Ce contrat a fait l'objet d'une résiliation à l'initiative de la SNC notifiée par courrier du 29 janvier 2001, moyennant versement de l'indemnité de résiliation contractuellement prévue.
Le 5 avril 2001, Madame Pegaud a saisi la juridiction prud'homale d'une demande en paiement de diverses sommes à titre de rappel de salaires, heures supplémentaires et indemnités de rupture, et par jugement du 1er mai 2003, le Conseil de prud'hommes de Perpignan :
" Dit qu'il existe entre les parties un contrat à durée indéterminée,
Requalifie en ce sens le statut de gérante de Madame Pegaud,
Dit que les conseillers prud'hommes n'ont pu se départager sur la nature du type de statut cadre et sur les heures supplémentaires,
En conséquence, et en application des articles L. 515-3 et R. 516-40 du Code du travail, l'affaire est renvoyée à une audience ultérieure qui sera tenue sous la présidence du juge départiteur et à laquelle les parties se présenteront sur convocation du secrétariat-greffe ".
La SNC HCBM a régulièrement interjeté appel de cette décision.

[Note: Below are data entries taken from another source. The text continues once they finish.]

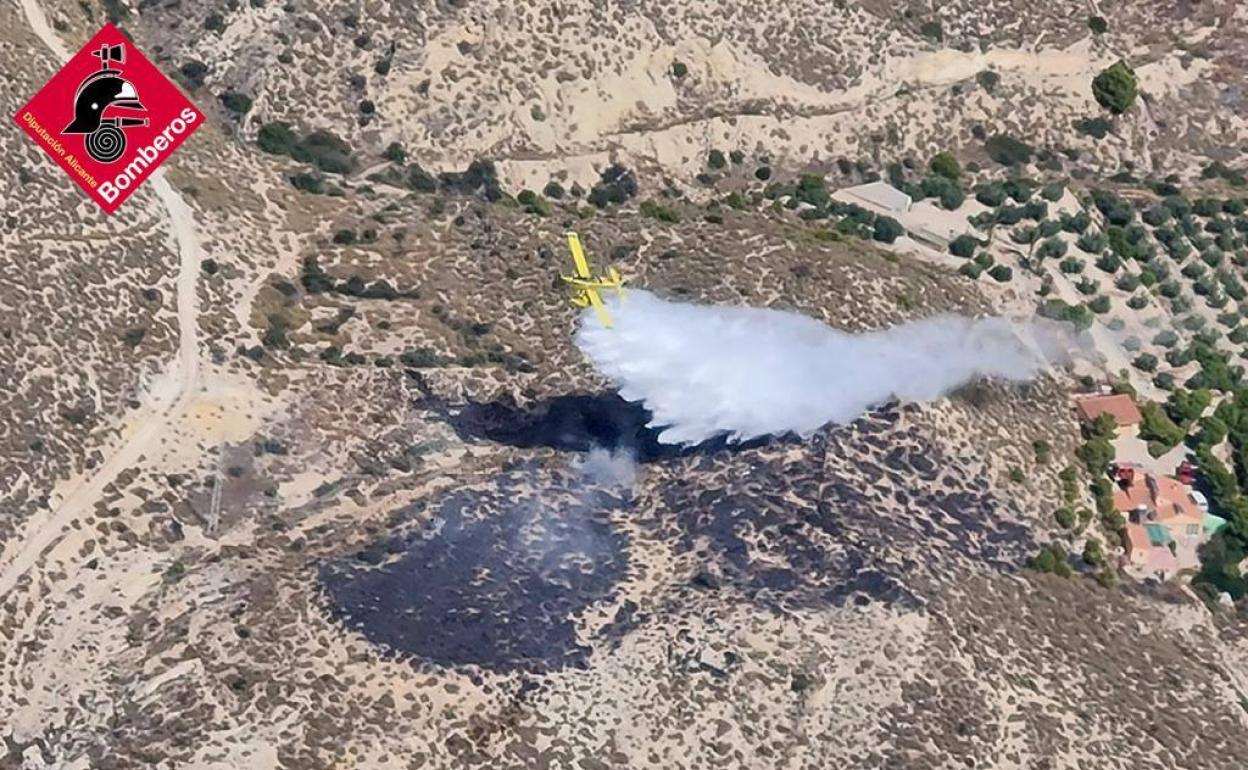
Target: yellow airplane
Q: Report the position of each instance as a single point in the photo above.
(587, 286)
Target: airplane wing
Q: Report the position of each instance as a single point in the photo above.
(595, 300)
(578, 256)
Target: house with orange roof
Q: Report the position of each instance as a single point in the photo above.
(1120, 406)
(1162, 501)
(1166, 524)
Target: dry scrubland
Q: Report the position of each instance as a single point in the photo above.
(407, 568)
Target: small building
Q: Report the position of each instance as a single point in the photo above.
(1166, 524)
(879, 196)
(1120, 406)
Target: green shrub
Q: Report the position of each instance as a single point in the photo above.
(964, 246)
(1007, 150)
(887, 230)
(394, 152)
(987, 80)
(1092, 242)
(658, 211)
(276, 137)
(945, 164)
(1158, 428)
(1116, 87)
(991, 195)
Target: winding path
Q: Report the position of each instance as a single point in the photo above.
(170, 394)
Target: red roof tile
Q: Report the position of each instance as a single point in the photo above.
(1121, 406)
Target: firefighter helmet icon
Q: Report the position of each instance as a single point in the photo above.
(95, 99)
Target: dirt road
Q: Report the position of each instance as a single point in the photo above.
(170, 393)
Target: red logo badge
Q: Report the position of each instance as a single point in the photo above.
(109, 117)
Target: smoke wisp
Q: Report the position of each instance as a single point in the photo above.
(744, 372)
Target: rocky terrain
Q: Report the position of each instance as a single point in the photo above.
(300, 467)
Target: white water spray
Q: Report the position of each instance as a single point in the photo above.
(745, 372)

Elle remarque d'abord que le conseil, décidant sans aucune motivation que les parties étaient liées par un contrat de travail, ne s'est toutefois pas prononcé sur l'exception d'incompétence soulevée devant lui in limine litis, et elle la reprend donc devant la cour. A cet égard, elle invoque l'article 16 du contrat attribuant compétence exclusive au Tribunal de commerce de Bordeaux, et s'attache à démontrer que Madame Pegaud, en sa qualité de gérante de la SARL Coblema, a agi de façon autonome dans les limites du contrat de gérance-mandat, de sorte qu'il n'y a pas lieu à requalifier les relations entre les parties en contrat de travail.
Elle fait notamment valoir :
- que la SARL Coblema et la SNC HCBM sont complètement indépendantes l'une de l'autre,
- que les parts sociales de la SARL Coblema sont cessibles et transférables librement,
- que Mme Pegaud s'est librement rémunérée en tant que gérante minoritaire de SARL, les bulletins de salaire étant versés par elle aux débats, et qu'elle a pu partager les bénéfices sociaux,
- qu'elle a librement accompli les actes juridiques résultant de son mandat, notamment par l'embauche de salariés, la conclusion ou résiliation de contrats de sous-traitance,
Et elle rappelle que les contraintes évoquées par l'intimés sont en réalité inhérentes au contrat de mandat, qui implique notamment un fort intuitu personnae ainsi qu'une reddition des comptes à la charge du mandataire avec pouvoir de contrôle du mandant, et que leur mise en œuvre ne saurait permettre de conclure à l'inexistence ou à la nullité dudit mandat.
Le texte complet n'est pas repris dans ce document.